— Видно, умная голова дураку досталась. Да что говорить, у нас своя собака своих кусает. Помогай однокашнику! Мы, провинциалы, должны помогать друг другу, тянуть друг друга, должны заткнуть за пояс этих кичливых москвичей… Нас должна объединять провинциальная спайка, провинциальная самоуверенность, если хочешь знать…
— Чего же тебе не хватает? — ухмыляясь, спросил Степанов.
— Блата. Протекции.
— А ума?
— Это не главное. Ума должно быть ровно столько, сколько требуется по должности, не больше. Я убедился: важнее бычье упорство, — хрипел Девкин.
Они помолчали. Спорить Виталий Петрович не стал, понимая состояние Девкина. Тот достал из кармана пузырек с таблетками, положил одну под язык и, прикрыв глаза, спросил:
— Как мне жить-то теперь?
Степанов похлопал его по плечу:
— Каждый день, дружище, нужно жить так, как будто он последний. Думай о другой работе.

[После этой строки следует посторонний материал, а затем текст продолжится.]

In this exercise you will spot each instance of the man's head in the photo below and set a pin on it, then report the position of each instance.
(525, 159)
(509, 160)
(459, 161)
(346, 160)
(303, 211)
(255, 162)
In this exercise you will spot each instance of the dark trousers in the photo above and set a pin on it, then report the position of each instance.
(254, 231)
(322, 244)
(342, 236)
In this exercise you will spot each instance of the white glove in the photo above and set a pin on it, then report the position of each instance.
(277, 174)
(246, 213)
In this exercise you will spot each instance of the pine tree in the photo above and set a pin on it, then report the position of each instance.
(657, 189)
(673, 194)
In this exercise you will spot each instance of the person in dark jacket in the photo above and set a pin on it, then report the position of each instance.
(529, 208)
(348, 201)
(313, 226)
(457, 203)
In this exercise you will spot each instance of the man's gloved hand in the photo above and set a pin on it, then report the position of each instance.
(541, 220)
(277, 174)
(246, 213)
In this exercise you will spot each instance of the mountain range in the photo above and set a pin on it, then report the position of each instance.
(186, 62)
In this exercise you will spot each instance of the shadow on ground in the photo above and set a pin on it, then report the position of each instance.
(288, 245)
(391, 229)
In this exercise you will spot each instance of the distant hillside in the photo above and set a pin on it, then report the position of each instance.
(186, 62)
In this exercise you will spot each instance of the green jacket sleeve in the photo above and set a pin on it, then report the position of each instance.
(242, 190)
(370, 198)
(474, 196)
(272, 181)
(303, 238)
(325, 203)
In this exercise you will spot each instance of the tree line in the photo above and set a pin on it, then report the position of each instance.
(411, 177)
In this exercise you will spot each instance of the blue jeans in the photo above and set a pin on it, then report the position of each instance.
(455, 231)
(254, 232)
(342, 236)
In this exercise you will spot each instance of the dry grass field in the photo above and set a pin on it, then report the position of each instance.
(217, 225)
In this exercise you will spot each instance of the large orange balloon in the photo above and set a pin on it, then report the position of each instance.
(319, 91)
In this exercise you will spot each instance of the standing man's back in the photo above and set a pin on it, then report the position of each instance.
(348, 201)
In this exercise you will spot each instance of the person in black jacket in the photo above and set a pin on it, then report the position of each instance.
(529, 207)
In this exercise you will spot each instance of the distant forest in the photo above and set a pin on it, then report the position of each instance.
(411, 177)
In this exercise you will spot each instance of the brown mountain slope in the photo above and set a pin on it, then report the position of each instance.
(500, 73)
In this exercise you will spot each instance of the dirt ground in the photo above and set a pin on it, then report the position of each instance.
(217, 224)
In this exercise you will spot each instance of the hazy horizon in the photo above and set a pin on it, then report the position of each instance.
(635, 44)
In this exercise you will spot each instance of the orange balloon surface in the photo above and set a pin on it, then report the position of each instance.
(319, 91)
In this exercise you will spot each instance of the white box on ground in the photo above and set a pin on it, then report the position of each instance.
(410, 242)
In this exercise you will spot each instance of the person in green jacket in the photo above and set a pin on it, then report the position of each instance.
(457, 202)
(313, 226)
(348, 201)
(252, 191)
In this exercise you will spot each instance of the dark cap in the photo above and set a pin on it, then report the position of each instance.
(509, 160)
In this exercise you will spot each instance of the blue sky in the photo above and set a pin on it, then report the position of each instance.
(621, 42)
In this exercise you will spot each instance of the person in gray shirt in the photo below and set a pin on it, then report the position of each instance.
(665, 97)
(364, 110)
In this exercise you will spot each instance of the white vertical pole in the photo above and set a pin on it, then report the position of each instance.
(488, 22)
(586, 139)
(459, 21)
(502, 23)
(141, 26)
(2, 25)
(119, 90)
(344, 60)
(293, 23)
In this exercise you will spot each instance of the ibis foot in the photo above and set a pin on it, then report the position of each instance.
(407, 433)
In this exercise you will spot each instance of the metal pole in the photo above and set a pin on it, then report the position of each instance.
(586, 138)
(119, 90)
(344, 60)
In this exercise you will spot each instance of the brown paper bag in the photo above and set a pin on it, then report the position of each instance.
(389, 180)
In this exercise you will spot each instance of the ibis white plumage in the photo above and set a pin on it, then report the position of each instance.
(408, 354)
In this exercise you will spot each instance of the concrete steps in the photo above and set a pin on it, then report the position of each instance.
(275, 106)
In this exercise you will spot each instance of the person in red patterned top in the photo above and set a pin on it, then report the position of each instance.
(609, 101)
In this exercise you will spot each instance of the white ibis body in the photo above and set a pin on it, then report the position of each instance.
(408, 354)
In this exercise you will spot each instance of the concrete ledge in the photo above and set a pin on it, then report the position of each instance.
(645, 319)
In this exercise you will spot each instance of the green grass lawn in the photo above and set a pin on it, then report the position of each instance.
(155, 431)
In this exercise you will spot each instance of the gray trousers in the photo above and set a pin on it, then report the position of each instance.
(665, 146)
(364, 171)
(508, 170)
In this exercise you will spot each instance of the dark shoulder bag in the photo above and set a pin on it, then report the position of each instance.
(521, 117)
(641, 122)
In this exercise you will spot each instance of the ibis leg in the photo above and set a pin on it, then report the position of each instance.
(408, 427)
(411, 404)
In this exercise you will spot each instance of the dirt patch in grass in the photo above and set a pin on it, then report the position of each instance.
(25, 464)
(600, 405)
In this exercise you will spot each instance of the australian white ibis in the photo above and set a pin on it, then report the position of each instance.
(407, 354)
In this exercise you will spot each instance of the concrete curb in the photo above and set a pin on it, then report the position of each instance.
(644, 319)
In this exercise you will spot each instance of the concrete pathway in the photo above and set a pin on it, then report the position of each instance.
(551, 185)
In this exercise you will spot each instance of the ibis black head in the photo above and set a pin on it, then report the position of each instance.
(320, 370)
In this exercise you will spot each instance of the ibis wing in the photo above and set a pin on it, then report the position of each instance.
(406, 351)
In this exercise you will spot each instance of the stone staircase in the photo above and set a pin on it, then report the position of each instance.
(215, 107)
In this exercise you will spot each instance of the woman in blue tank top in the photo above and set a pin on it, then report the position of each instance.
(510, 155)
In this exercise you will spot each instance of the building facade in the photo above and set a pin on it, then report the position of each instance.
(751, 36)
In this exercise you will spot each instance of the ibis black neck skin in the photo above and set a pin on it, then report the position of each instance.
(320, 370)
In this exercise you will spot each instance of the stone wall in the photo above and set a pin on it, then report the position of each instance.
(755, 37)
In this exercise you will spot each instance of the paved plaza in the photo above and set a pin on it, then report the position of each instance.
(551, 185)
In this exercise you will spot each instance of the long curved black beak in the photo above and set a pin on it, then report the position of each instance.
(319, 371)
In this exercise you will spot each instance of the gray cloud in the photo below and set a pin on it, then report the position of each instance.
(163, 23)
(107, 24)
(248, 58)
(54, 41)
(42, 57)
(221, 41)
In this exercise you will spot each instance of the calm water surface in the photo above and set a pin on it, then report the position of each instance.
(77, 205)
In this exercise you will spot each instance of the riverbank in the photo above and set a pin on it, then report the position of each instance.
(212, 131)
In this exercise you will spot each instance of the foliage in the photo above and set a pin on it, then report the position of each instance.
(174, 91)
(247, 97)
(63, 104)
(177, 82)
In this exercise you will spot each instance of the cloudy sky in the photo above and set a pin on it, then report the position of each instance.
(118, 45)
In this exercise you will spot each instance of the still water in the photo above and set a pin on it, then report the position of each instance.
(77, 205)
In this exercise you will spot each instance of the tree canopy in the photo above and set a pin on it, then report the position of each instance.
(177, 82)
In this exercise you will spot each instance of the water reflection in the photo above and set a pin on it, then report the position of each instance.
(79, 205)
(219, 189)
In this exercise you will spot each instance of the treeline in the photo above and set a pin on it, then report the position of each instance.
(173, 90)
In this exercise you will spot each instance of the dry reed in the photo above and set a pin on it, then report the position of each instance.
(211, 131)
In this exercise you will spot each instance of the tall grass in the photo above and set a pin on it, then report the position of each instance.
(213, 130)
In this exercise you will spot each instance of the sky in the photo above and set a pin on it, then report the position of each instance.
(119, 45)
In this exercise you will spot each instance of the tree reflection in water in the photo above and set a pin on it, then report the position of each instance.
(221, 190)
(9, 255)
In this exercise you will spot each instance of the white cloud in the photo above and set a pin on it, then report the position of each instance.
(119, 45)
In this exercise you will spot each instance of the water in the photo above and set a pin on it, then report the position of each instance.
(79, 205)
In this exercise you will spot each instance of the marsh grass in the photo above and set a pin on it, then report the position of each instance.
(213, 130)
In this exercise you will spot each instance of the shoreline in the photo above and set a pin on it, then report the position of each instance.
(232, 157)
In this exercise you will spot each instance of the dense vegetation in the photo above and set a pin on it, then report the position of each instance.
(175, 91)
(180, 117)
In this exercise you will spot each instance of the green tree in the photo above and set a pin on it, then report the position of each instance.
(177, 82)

Девкин открыл глаза, выправил сутулую спину.
— Если мне суждено, чтобы меня сожрал волк, то уж лучше пусть это будет знакомый волк… Возьмешь к себе? Анкета у меня чистая, потому что всегда придерживался правила: взбираясь по лестнице успеха, старайся не запачкать ноги, чтобы, спускаясь, не запачкать рук.
— Хорошо. Приезжай. О должности договоримся на месте. Извини, я тороплюсь. — Степанов пожал ему руку и зашел в первую же дверь: следовало не откладывая позвонить дочке.
Самое разумное будет, если она поживет с матерью на Кварцевом, — зимой он Лиду на север брать не будет. Согласится ли дочка на такое предложение или будет мучить себя и их?.. Виталий Петрович с душевной тревогой набрал ее номер телефона. Ответила она.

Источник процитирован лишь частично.